Australia | Nov 29 2021
This story features TECHNOLOGY ONE LIMITED. For more info SHARE ANALYSIS: TNE
TechnologyOne has set its sights on an end goal for its software as a service transition, with some big goals to follow.
-Strong results continue to support TechnologyOne’s software as a service transition
-Analysts divided about valuation at current share price
-Big recurring revenue targets have been set post transition
By Danielle Austin
The transition to a software as a service (SaaS) provider has continued throughout FY21 for TechnologyOne ((TNE)), with the company reporting growth in its SaaS segment has driven transition momentum. Having guided to SaaS annual recurring revenue growth of more than 35%, the company reported 43% growth for the year as it continues to convert customers to its SaaS platform.
TechnologyOne's SaaS platform provides enterprise resource planning software and software support. To date the company has transitioned around half of its customers to a cloud-based SaaS platform, with the rest still accessing legacy on-premise services. Notably, recent commentary suggests larger clients are now being transitioned to off-premise services
Metrics in the company’s FY21 result were largely positive, with SaaS annual contract value up 43% year-on-year to total $192.3m, compared to guided growth of 35% for the year. Remaining customers yet to be transitioned away from on-premise services represent approximately a further $178m to the company in SaaS annual contract value.
Profit before tax was up 19% to $97.8m driven by a margin of 31.6%, while revenue of $312m represented 4% year-on-year growth, with any miss in revenue growth attributed to lower on-premise initial license fees, indicating further positive movement for the company’s transition away from on-premise services.

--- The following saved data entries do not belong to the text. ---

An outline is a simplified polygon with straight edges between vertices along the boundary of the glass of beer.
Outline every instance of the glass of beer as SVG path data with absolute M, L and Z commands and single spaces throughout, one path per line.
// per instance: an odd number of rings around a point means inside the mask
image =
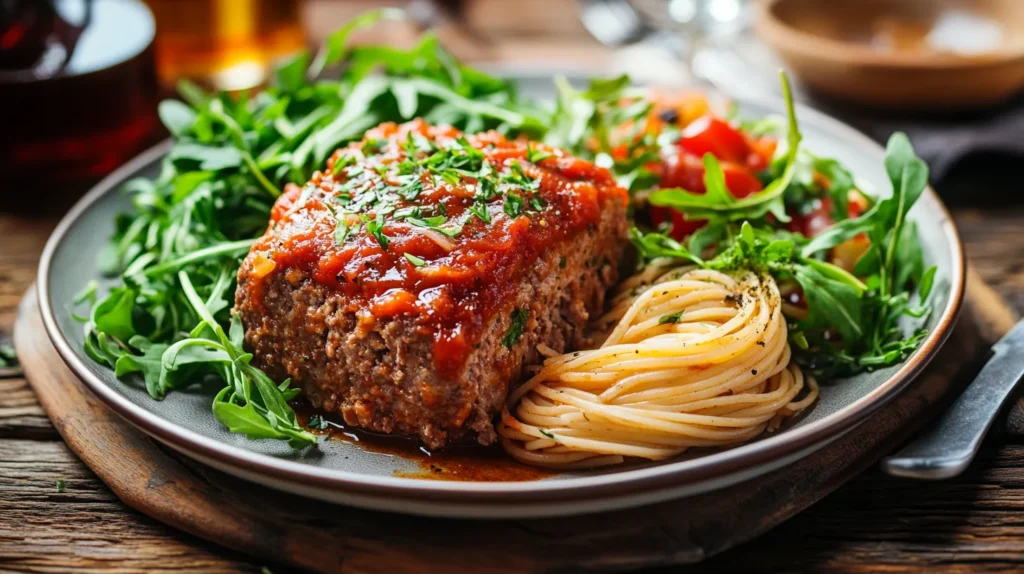
M 264 83 L 275 60 L 305 47 L 301 0 L 146 0 L 156 17 L 161 85 L 218 90 Z

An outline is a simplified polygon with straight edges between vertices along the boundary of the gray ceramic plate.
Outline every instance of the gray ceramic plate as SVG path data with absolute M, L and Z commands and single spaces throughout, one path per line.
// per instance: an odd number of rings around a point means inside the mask
M 523 76 L 523 89 L 543 95 L 549 75 Z M 781 101 L 743 101 L 745 114 L 781 113 Z M 883 150 L 851 128 L 813 110 L 798 111 L 806 145 L 841 158 L 863 184 L 888 193 Z M 39 300 L 50 338 L 90 389 L 129 422 L 190 457 L 230 474 L 310 497 L 366 508 L 448 517 L 528 517 L 596 512 L 692 495 L 758 476 L 806 456 L 889 402 L 921 371 L 952 329 L 964 289 L 964 260 L 956 229 L 931 190 L 912 210 L 929 264 L 938 266 L 931 334 L 904 364 L 837 381 L 782 432 L 730 450 L 695 453 L 661 463 L 573 472 L 526 482 L 438 481 L 416 478 L 420 463 L 322 441 L 296 454 L 274 441 L 250 441 L 217 424 L 212 394 L 176 392 L 154 401 L 131 382 L 82 351 L 82 327 L 71 301 L 91 279 L 101 279 L 96 256 L 112 231 L 113 216 L 129 207 L 117 193 L 137 175 L 153 176 L 168 145 L 158 146 L 101 182 L 61 221 L 39 267 Z

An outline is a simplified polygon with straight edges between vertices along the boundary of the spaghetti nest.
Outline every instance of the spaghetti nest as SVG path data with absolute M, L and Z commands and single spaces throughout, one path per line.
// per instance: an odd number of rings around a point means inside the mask
M 771 277 L 651 265 L 598 327 L 612 324 L 597 349 L 546 353 L 511 394 L 499 425 L 510 455 L 567 469 L 660 460 L 754 438 L 818 396 L 790 363 Z

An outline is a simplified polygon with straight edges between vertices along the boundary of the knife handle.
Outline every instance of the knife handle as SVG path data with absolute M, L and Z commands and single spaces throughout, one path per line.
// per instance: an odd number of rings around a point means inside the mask
M 999 410 L 1024 377 L 1024 331 L 1014 329 L 993 348 L 981 372 L 935 424 L 882 461 L 893 476 L 939 480 L 962 473 L 974 460 Z M 1013 335 L 1017 335 L 1014 337 Z M 956 352 L 952 349 L 949 352 Z

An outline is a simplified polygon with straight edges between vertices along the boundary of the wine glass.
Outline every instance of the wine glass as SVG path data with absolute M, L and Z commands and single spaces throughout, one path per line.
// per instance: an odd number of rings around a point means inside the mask
M 599 42 L 638 42 L 671 52 L 698 82 L 740 95 L 775 91 L 748 62 L 753 0 L 578 0 L 580 20 Z M 742 56 L 740 55 L 742 53 Z M 755 54 L 756 55 L 756 54 Z M 640 65 L 640 64 L 638 64 Z M 769 66 L 771 67 L 771 66 Z

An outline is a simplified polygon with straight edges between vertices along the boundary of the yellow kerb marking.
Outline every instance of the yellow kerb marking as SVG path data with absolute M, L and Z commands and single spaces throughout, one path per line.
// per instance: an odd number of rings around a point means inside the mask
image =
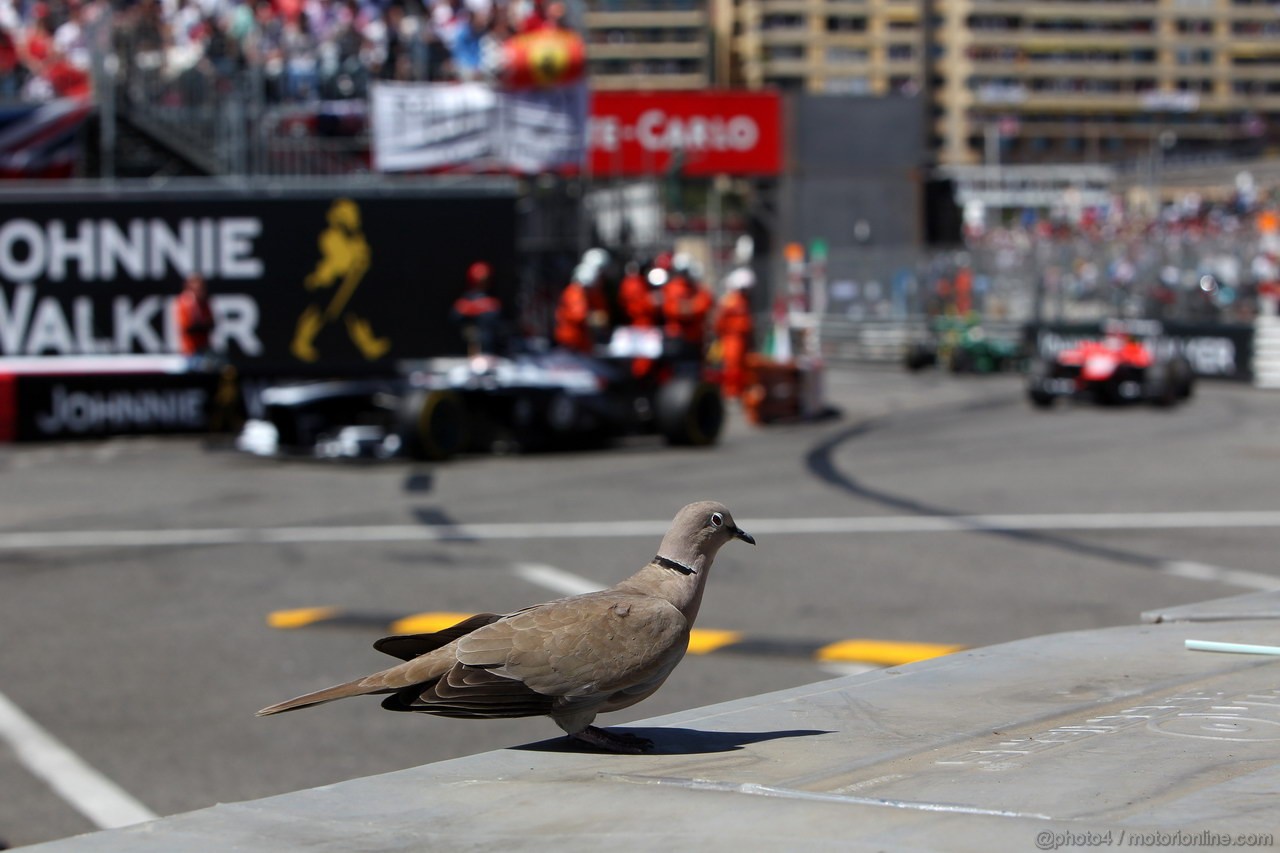
M 267 624 L 272 628 L 305 628 L 315 622 L 328 619 L 338 612 L 336 607 L 301 607 L 297 610 L 276 610 L 267 614 Z
M 733 645 L 741 639 L 741 631 L 716 631 L 711 628 L 694 628 L 689 632 L 689 654 L 705 655 L 724 646 Z
M 474 613 L 415 613 L 391 623 L 393 634 L 434 634 L 445 628 L 452 628 L 463 619 L 470 619 Z
M 942 646 L 935 643 L 898 643 L 892 640 L 842 640 L 818 649 L 820 661 L 843 663 L 878 663 L 899 666 L 918 660 L 942 657 L 958 652 L 964 646 Z

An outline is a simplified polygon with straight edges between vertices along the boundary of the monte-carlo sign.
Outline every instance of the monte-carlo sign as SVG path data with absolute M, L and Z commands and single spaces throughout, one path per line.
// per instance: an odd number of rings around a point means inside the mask
M 782 167 L 782 101 L 775 92 L 593 92 L 592 175 L 768 177 Z

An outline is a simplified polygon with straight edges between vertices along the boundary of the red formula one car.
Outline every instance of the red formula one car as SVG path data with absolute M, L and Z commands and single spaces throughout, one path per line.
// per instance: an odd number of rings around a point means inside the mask
M 1191 396 L 1191 364 L 1182 355 L 1157 352 L 1151 340 L 1109 331 L 1102 340 L 1082 341 L 1036 362 L 1027 397 L 1039 408 L 1052 406 L 1059 397 L 1104 405 L 1172 406 Z

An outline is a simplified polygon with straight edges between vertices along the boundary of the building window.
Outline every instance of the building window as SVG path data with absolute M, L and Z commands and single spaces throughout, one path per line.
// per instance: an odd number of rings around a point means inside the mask
M 1188 36 L 1213 35 L 1213 21 L 1208 18 L 1181 18 L 1178 20 L 1178 32 Z
M 1022 19 L 1016 15 L 970 15 L 969 29 L 984 32 L 1007 32 L 1022 26 Z
M 764 49 L 765 62 L 794 62 L 803 60 L 805 48 L 802 44 L 767 45 Z
M 1155 32 L 1155 21 L 1151 18 L 1130 18 L 1129 20 L 1094 20 L 1089 18 L 1057 18 L 1034 21 L 1030 29 L 1036 32 L 1054 33 L 1118 33 L 1148 35 Z
M 1179 92 L 1200 92 L 1202 94 L 1210 94 L 1213 92 L 1212 80 L 1179 80 Z
M 827 32 L 829 33 L 865 33 L 867 19 L 862 16 L 828 15 Z
M 801 92 L 804 91 L 803 77 L 766 77 L 765 85 L 772 86 L 783 92 Z
M 804 17 L 801 15 L 765 15 L 760 19 L 762 30 L 802 30 Z
M 1180 47 L 1175 55 L 1179 65 L 1208 65 L 1213 62 L 1213 51 L 1203 47 Z
M 1280 21 L 1235 21 L 1231 24 L 1231 34 L 1250 38 L 1280 35 Z
M 843 47 L 843 46 L 829 47 L 827 48 L 824 56 L 826 61 L 832 63 L 833 65 L 840 64 L 840 63 L 853 63 L 853 62 L 860 63 L 860 62 L 867 61 L 866 50 L 856 48 L 856 47 Z
M 823 91 L 828 95 L 867 95 L 871 82 L 866 77 L 828 77 Z

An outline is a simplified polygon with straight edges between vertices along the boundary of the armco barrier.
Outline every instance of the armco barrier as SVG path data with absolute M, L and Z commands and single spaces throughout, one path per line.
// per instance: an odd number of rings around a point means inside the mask
M 1101 323 L 982 323 L 988 337 L 1022 342 L 1029 354 L 1049 355 L 1084 338 L 1102 334 Z M 1198 376 L 1247 382 L 1253 378 L 1252 324 L 1164 323 L 1159 346 L 1182 353 Z M 932 340 L 924 318 L 847 320 L 824 317 L 822 355 L 830 363 L 901 363 L 912 344 Z
M 0 442 L 202 433 L 231 376 L 181 356 L 0 359 Z

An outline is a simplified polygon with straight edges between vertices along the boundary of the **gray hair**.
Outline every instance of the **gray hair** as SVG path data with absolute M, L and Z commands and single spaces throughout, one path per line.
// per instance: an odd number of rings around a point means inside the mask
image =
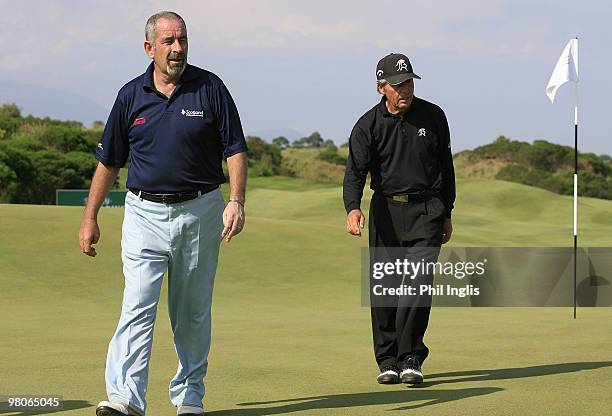
M 385 85 L 387 85 L 389 83 L 389 81 L 387 81 L 384 78 L 381 79 L 377 79 L 376 80 L 376 91 L 380 92 L 380 88 L 384 87 Z
M 145 25 L 145 39 L 147 42 L 155 41 L 155 29 L 157 28 L 157 20 L 159 19 L 170 19 L 170 20 L 178 20 L 183 25 L 183 29 L 187 32 L 187 25 L 181 16 L 178 13 L 170 12 L 164 10 L 159 13 L 155 13 L 153 16 L 149 17 L 147 20 L 147 24 Z

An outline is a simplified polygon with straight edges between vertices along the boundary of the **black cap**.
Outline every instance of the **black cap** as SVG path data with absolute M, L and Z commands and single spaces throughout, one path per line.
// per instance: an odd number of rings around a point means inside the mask
M 401 53 L 391 53 L 376 65 L 376 79 L 385 79 L 391 85 L 398 85 L 411 78 L 421 79 L 420 76 L 412 72 L 412 65 L 406 55 Z

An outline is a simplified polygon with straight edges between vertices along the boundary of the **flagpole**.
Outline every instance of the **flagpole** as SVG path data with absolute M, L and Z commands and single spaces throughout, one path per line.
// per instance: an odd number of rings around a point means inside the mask
M 578 37 L 576 37 L 576 61 L 578 62 Z M 575 83 L 574 106 L 574 319 L 576 319 L 576 275 L 578 269 L 578 82 Z
M 546 95 L 551 103 L 555 102 L 555 94 L 560 86 L 568 81 L 576 83 L 576 105 L 574 106 L 574 319 L 576 319 L 576 289 L 578 275 L 578 37 L 571 39 L 553 70 L 546 85 Z

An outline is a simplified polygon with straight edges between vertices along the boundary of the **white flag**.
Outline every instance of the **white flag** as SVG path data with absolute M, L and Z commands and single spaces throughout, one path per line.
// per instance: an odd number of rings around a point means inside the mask
M 567 43 L 546 86 L 546 95 L 555 102 L 559 87 L 568 81 L 578 82 L 578 39 Z

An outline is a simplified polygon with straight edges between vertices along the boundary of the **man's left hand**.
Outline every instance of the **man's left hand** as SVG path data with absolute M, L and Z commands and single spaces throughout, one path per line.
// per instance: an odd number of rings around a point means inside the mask
M 233 236 L 240 234 L 244 228 L 244 206 L 237 201 L 228 202 L 223 211 L 223 231 L 221 238 L 230 242 Z
M 448 243 L 451 239 L 451 235 L 453 234 L 453 221 L 450 218 L 444 220 L 444 224 L 442 225 L 442 244 Z

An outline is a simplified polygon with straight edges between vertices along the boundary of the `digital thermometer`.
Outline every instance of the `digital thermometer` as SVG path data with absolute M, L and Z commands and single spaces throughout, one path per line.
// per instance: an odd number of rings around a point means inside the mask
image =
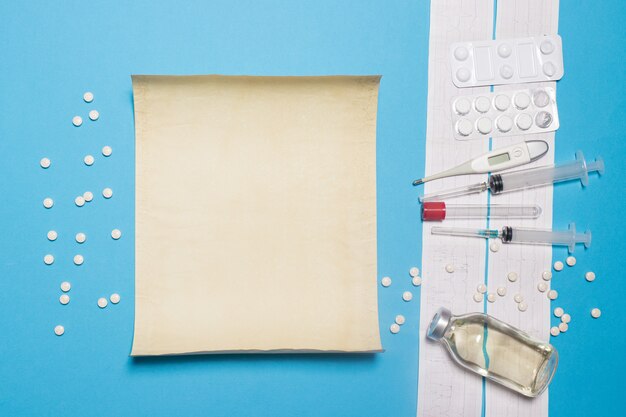
M 477 156 L 457 167 L 413 181 L 420 185 L 439 178 L 465 174 L 484 174 L 517 167 L 534 162 L 548 152 L 548 143 L 543 140 L 528 140 Z

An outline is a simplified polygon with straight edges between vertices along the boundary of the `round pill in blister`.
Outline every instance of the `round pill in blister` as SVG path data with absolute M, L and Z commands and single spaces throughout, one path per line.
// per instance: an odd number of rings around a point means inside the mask
M 63 294 L 59 297 L 59 303 L 66 305 L 70 302 L 70 296 L 67 294 Z
M 552 63 L 552 62 L 546 62 L 545 64 L 543 64 L 543 73 L 546 74 L 548 77 L 552 77 L 554 74 L 556 74 L 556 66 Z
M 539 284 L 537 284 L 537 289 L 539 290 L 539 292 L 546 292 L 548 290 L 548 284 L 546 284 L 545 282 L 540 282 Z
M 89 118 L 91 120 L 98 120 L 98 118 L 100 117 L 100 113 L 98 113 L 98 110 L 92 110 L 89 112 Z
M 550 271 L 543 271 L 541 273 L 541 278 L 543 278 L 544 281 L 550 281 L 552 279 L 552 272 L 550 272 Z
M 484 294 L 487 292 L 487 286 L 485 284 L 478 284 L 478 286 L 476 287 L 476 291 L 478 291 L 481 294 Z
M 41 165 L 43 169 L 49 168 L 50 160 L 48 158 L 41 158 L 41 161 L 39 161 L 39 165 Z
M 569 314 L 565 313 L 561 316 L 561 321 L 563 323 L 569 323 L 570 321 L 572 321 L 572 316 L 570 316 Z
M 416 277 L 420 274 L 420 270 L 418 267 L 414 266 L 411 269 L 409 269 L 409 275 L 412 277 Z
M 50 197 L 44 198 L 43 199 L 43 206 L 45 208 L 51 208 L 52 206 L 54 206 L 54 200 L 51 199 Z
M 76 256 L 74 256 L 74 264 L 75 265 L 82 265 L 83 262 L 85 262 L 85 258 L 83 258 L 83 255 L 76 255 Z
M 43 263 L 46 265 L 52 265 L 54 263 L 54 256 L 48 254 L 43 257 Z
M 491 107 L 491 101 L 487 97 L 480 96 L 474 101 L 474 108 L 479 113 L 487 113 Z
M 576 265 L 576 258 L 574 258 L 573 256 L 568 256 L 565 259 L 565 263 L 567 264 L 567 266 L 574 266 Z
M 500 244 L 498 242 L 491 242 L 489 245 L 489 250 L 492 252 L 497 252 L 500 250 Z
M 85 165 L 91 166 L 95 162 L 95 158 L 93 157 L 93 155 L 85 155 L 85 157 L 83 158 L 83 162 L 85 163 Z
M 506 277 L 509 281 L 515 282 L 517 281 L 517 272 L 509 272 Z
M 510 65 L 502 65 L 500 67 L 500 76 L 508 80 L 513 76 L 513 68 Z
M 489 294 L 487 294 L 487 301 L 489 301 L 490 303 L 494 303 L 496 301 L 496 295 L 490 292 Z
M 476 129 L 483 135 L 486 135 L 491 132 L 493 125 L 491 124 L 491 119 L 488 117 L 481 117 L 476 121 Z
M 454 50 L 454 57 L 458 61 L 465 61 L 469 56 L 469 51 L 464 46 L 459 46 Z
M 85 201 L 89 202 L 93 200 L 93 193 L 91 191 L 85 191 L 83 193 L 83 198 L 85 199 Z
M 461 97 L 454 102 L 454 111 L 461 116 L 466 115 L 472 109 L 472 103 L 465 97 Z
M 505 94 L 498 94 L 493 100 L 493 105 L 500 111 L 505 111 L 511 105 L 511 99 Z
M 586 279 L 587 281 L 589 281 L 589 282 L 591 282 L 591 281 L 593 281 L 594 279 L 596 279 L 596 274 L 595 274 L 595 272 L 591 272 L 591 271 L 589 271 L 589 272 L 585 273 L 585 279 Z
M 398 325 L 398 323 L 394 323 L 391 326 L 389 326 L 389 331 L 393 334 L 396 334 L 400 331 L 400 325 Z
M 84 243 L 85 240 L 87 240 L 87 235 L 80 232 L 80 233 L 76 233 L 76 242 L 78 243 Z
M 83 118 L 80 116 L 74 116 L 72 118 L 72 124 L 76 127 L 80 126 L 83 124 Z
M 404 301 L 411 301 L 413 299 L 413 293 L 411 291 L 405 291 L 402 293 L 402 299 Z
M 58 326 L 54 326 L 54 334 L 56 334 L 57 336 L 62 336 L 63 333 L 65 333 L 65 327 L 61 326 L 60 324 Z
M 508 58 L 511 55 L 511 51 L 511 45 L 509 45 L 508 43 L 503 43 L 498 46 L 498 55 L 500 55 L 502 58 Z
M 554 336 L 554 337 L 558 336 L 560 333 L 561 333 L 561 331 L 559 330 L 559 327 L 558 327 L 558 326 L 553 326 L 553 327 L 550 329 L 550 334 L 551 334 L 552 336 Z
M 390 286 L 391 285 L 391 278 L 383 277 L 383 279 L 380 280 L 380 285 L 382 285 L 383 287 Z
M 111 300 L 111 302 L 113 304 L 117 304 L 120 302 L 122 298 L 120 297 L 120 295 L 118 293 L 113 293 L 111 294 L 111 296 L 109 297 L 109 300 Z
M 548 291 L 548 298 L 551 300 L 556 300 L 559 296 L 559 293 L 556 290 Z
M 541 42 L 541 45 L 539 45 L 539 50 L 544 55 L 550 55 L 554 52 L 554 44 L 549 40 L 545 40 Z
M 569 329 L 567 323 L 559 323 L 559 331 L 565 333 Z
M 454 272 L 454 265 L 452 265 L 452 264 L 446 265 L 446 272 L 449 273 L 449 274 L 453 273 Z
M 542 129 L 549 127 L 552 124 L 552 115 L 547 111 L 540 111 L 535 115 L 535 124 Z
M 506 295 L 506 287 L 498 287 L 496 292 L 500 297 L 504 297 Z
M 411 282 L 413 283 L 413 285 L 415 287 L 419 287 L 420 285 L 422 285 L 422 278 L 420 278 L 420 277 L 413 277 Z
M 50 230 L 47 234 L 48 240 L 53 241 L 53 240 L 57 240 L 57 232 L 54 230 Z
M 111 230 L 111 237 L 115 240 L 122 237 L 122 231 L 120 229 Z M 391 279 L 391 278 L 390 278 Z
M 83 100 L 85 100 L 85 103 L 91 103 L 93 101 L 93 93 L 87 91 L 85 94 L 83 94 Z
M 404 318 L 404 316 L 402 314 L 398 314 L 396 316 L 396 323 L 399 324 L 400 326 L 402 326 L 404 323 L 406 322 L 406 319 Z
M 562 271 L 563 270 L 563 262 L 561 261 L 556 261 L 553 265 L 553 268 L 555 271 Z
M 107 301 L 106 298 L 104 297 L 98 298 L 98 307 L 104 308 L 107 306 L 107 304 L 109 304 L 109 302 Z
M 459 132 L 461 136 L 469 136 L 474 131 L 474 126 L 469 120 L 461 119 L 456 122 L 456 131 Z
M 456 71 L 456 78 L 461 82 L 466 82 L 470 79 L 472 73 L 467 68 L 459 68 Z
M 104 198 L 111 198 L 113 197 L 113 190 L 110 188 L 105 188 L 104 190 L 102 190 L 102 196 Z
M 513 97 L 513 104 L 520 110 L 524 110 L 530 105 L 530 97 L 526 93 L 517 93 Z
M 591 317 L 593 317 L 594 319 L 597 319 L 601 315 L 602 315 L 602 311 L 600 311 L 599 308 L 594 308 L 591 310 Z
M 526 304 L 525 302 L 522 301 L 521 303 L 519 303 L 517 305 L 517 309 L 519 311 L 526 311 L 526 310 L 528 310 L 528 304 Z
M 544 90 L 537 90 L 533 93 L 533 103 L 537 107 L 546 107 L 550 104 L 550 96 Z
M 565 311 L 561 308 L 561 307 L 557 307 L 554 309 L 554 317 L 561 317 L 563 314 L 565 314 Z
M 102 155 L 111 156 L 112 153 L 113 153 L 113 149 L 110 146 L 105 146 L 102 148 Z
M 474 301 L 476 301 L 477 303 L 480 303 L 481 301 L 483 301 L 483 295 L 479 292 L 475 293 L 474 296 L 472 297 L 474 299 Z
M 517 119 L 515 120 L 515 124 L 521 130 L 528 130 L 533 125 L 533 119 L 532 117 L 530 117 L 530 115 L 526 113 L 522 113 L 519 116 L 517 116 Z
M 71 289 L 72 289 L 72 284 L 70 284 L 69 282 L 63 281 L 61 283 L 61 291 L 68 292 Z
M 506 133 L 513 129 L 513 119 L 509 116 L 502 115 L 496 119 L 496 127 L 502 133 Z
M 513 296 L 513 301 L 515 301 L 516 303 L 521 303 L 522 301 L 524 301 L 524 297 L 522 296 L 522 294 L 515 294 Z
M 85 198 L 82 195 L 79 195 L 78 197 L 74 199 L 74 204 L 76 204 L 78 207 L 84 206 Z

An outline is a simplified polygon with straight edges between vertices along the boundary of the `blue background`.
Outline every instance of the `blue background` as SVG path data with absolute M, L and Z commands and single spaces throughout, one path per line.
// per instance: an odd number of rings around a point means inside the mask
M 132 4 L 131 4 L 132 3 Z M 184 4 L 183 4 L 184 3 Z M 236 3 L 236 4 L 235 4 Z M 624 45 L 621 0 L 561 2 L 566 75 L 556 159 L 603 155 L 607 173 L 555 189 L 556 227 L 594 232 L 555 279 L 574 317 L 553 342 L 552 416 L 620 414 L 625 336 Z M 230 355 L 131 359 L 134 132 L 130 74 L 383 74 L 378 113 L 379 275 L 421 259 L 427 1 L 2 1 L 0 4 L 0 415 L 413 416 L 419 294 L 380 291 L 379 355 Z M 95 101 L 82 101 L 93 91 Z M 91 122 L 95 108 L 101 118 Z M 83 116 L 81 128 L 72 116 Z M 105 159 L 103 145 L 113 147 Z M 86 167 L 82 158 L 96 156 Z M 41 157 L 52 167 L 39 167 Z M 105 200 L 104 187 L 114 196 Z M 75 196 L 93 191 L 77 208 Z M 46 196 L 52 210 L 42 207 Z M 113 241 L 109 233 L 124 233 Z M 48 242 L 46 232 L 59 232 Z M 76 232 L 88 240 L 74 242 Z M 56 262 L 45 266 L 44 254 Z M 72 257 L 85 256 L 76 267 Z M 564 259 L 565 251 L 555 251 Z M 597 280 L 586 283 L 584 271 Z M 63 280 L 72 301 L 61 306 Z M 105 310 L 112 292 L 122 302 Z M 599 320 L 589 309 L 599 306 Z M 244 308 L 244 306 L 241 306 Z M 398 335 L 387 330 L 407 316 Z M 55 337 L 56 324 L 65 325 Z M 428 381 L 422 381 L 428 383 Z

Big goals for a pure software as a service company
With an end to its transition period in sight, TechnologyOne has its sights firmly set on achieving annual recurring revenue as a pure SaaS company of $500m in FY26. Based on current transitioned customers, and an expected additional annual contract value benefit of $178m from customers yet to transition, additional customers and expansion will need to address a $130m gap to meet the target.
The company does have a successful track record of sustained growth, with results in the last quarter representing rewards from strategy set in place over five years ago, and notably continues to achieve growth with incremental cost increases.
Despite largely positive commentary on TechnologyOne’s outlook, analyst recommendations are a mixed bag with some downgrading ratings given the company’s recent share price run and current valuation, while others see remaining value at the current share price.
Bell Potter retains a Buy rating and a target price of $15.00. Bell Potter analysts also reiterated profit before tax growth forecasts of 16%, 17% and 17% for FY22, FY23 and FY24 respectively, noting it expects a growth range of 15-20% moving forward, compared to the traditional 10-15% growth rate.
Shaw and Partners downgrades its rating to Hold from Buy given recent strong share price performance, but increases the target price to $11.75 from $10.00.
Wilsons retains a Market Weight rating and increases the target price by 14% to $12.08 with modest adjustments to forecasts.
Macquarie downgrades the rating to Underperform from Neutral and increases its target price by 20% to $11.00, noting the valuation appears stretched considering the lower revenue growth forecasts compared to peers. The broker upgrades earnings per share forecasts 10%, 15% and 15% through to FY24 given lower expected operating expenditure and increases revenue 3-5% for the same forecast period.
Credit Suisse retains a Neutral rating and increases its target price to $12.00 from $9.50. Earnings per share forecasts increase 4%, 8% and 13% in FY22, FY23 and FY24, with low single digit increases to revenue in the forecast period. Credit Suisse analysts assume business strength in positioning to complete the SaaS transition drove the re-rate through 2021, but expect this is now complete.
Morgans retains an Add rating and increases its target price to $13.73 from $10.00. While Morgans notes share price has already has a strong run, it believes value remains for investors willing to back the company’s double digit organic growth story.
UBS downgrades the rating to Sell from Neutral but increases the target price to $11.90 from $11.70, noting the rating downgrade was attributed to 30% growth in the share price in the last three months. Earnings per share forecasts increase 3%, 4% and 2% through to FY24 on reduced operating costs.